The music video for Lost Lander’s “Cold Feet” is composed of one night’s worth of television viewing, shot from director Jonnie Ross’s iPhone and then cut up into a pastiche of random scenes, some obscure and some archetypal within the collective consciousness of American popular culture. It’s a concept that works as a powerful critique of compulsive 24-hour media consumption as movie images of car chases and explosions are juxtaposed against news footage of war, disaster, and Anderson Cooper’s affectedly poignant gaze. The song’s lyrics call for a rejection of this culture of obsessive overstimulation as vocalist and songwriter Matt Sheehy sings: “Go sleep awhile / Too much conversation / Too much information / I’ve got to turn it off”. This theme—disconnecting from our media and technology saturated lives to return to a more natural state of being—is a thread that runs throughout Lost Lander’s debut album, DRRT.
In addition to being the primary songwriter, vocalist, and instrumentalist for Lost Lander, Sheehy also works as a forester in the Pacific Northwest, and the album was recorded in various locales throughout that dramatic and rain-soaked landscape of evergreen rain forests and rocky ocean shores. The result is a sense of closeness and connection with the natural world that permeates these finely crafted indie-pop songs. Sheehy is no musical luddite, however, as his compositions meld organic sounds of guitars, strings, and pianos with the cut-and-paste electronic accents that are characteristic of producer Brent Knopf’s work with his former band Menomena. The result is an album of honest and affecting songs that seamlessly combine elements of folk and pop with an innovative use of loop-based production techniques.
Album highlights include the opening track “Cold Feet”, which captures all of Lost Lander’s strengths through its combination of Sheehy’s melodic sensibility and steady vocal delivery with Knopf’s carefully constructed production aesthetic. Later, on “Dead Moon” Sheehy stretches his voice to a higher range in both tone and volume, lending the track a sense of urgent longing that punctuates the album’s general mood of searching, sadness, and wondering after nature’s redemptive promise. The instrumentation is inspired and gorgeous throughout, as Sheehy and Knopf enlisted a collection of talented musicians from their home town of Portland, Oregon, including Nick Jaina and Akron/Family’s Dana Jenssen and Seth Olinsky, to expand upon the songs’ straightforward pop structures. Nicole Portley’s string arrangement on the acoustic based “Through your Bones” is particularly striking, lending the song a dramatic and stately character that is reminiscent of Will Oldham’s work as Bonnie ‘Prince’ Billy.

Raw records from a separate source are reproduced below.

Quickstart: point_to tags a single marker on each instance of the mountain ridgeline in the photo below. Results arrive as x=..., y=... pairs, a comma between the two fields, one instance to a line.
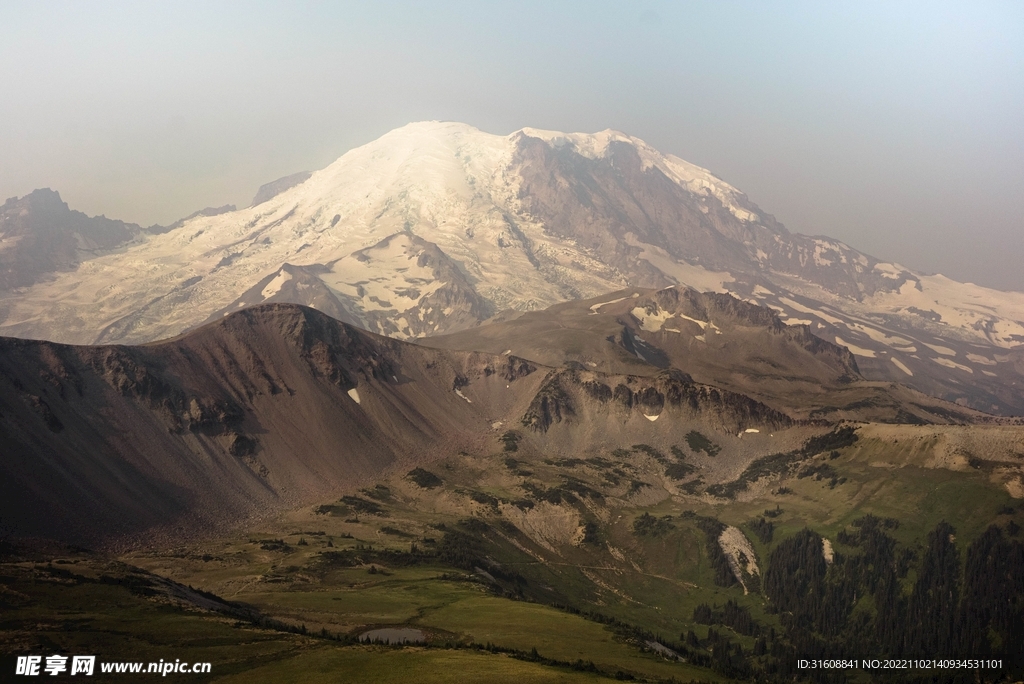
x=437, y=226
x=279, y=405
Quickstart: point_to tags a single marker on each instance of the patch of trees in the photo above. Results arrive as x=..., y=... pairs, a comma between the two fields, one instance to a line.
x=764, y=529
x=781, y=463
x=733, y=615
x=971, y=612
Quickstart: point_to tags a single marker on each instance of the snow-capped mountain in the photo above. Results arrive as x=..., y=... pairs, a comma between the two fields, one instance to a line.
x=436, y=226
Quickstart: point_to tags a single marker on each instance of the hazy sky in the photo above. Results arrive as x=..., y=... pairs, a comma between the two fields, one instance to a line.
x=895, y=127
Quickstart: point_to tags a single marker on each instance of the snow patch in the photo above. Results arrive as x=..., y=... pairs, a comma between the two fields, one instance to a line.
x=739, y=553
x=274, y=286
x=952, y=365
x=650, y=322
x=860, y=351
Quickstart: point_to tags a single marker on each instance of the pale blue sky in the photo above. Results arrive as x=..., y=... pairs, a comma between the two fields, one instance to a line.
x=896, y=127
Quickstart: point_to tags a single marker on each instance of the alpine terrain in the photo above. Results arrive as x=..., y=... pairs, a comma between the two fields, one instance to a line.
x=437, y=226
x=537, y=408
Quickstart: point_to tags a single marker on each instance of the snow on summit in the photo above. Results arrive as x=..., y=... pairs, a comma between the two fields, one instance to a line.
x=437, y=225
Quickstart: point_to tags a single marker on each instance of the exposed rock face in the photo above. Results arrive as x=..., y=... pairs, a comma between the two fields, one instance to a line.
x=41, y=236
x=278, y=405
x=271, y=189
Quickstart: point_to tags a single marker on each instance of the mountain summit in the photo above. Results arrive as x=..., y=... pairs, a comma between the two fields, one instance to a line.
x=436, y=226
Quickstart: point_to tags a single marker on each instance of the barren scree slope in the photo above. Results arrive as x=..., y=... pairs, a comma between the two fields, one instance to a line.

As a songwriter, Sheehy is a confident and refreshingly genuine presence. On his own, he could stand among his peers within the realm of heart on your sleeve indie-pop. However, on this album, it is Knopf’s attentive and creative production work that emerges as the most distinctive sonic element. He builds upon the solid foundation of Sheehy’s songwriting, reconfiguring and expanding upon these structures through coalescing layers of electronic and organic sounds. Fans of Knopf’s work with Menomena will surely find much to appreciate here as he turns that band’s unique approach to the writing and recording process outward and finds a worthy muse in Sheehy’s Lost Lander project.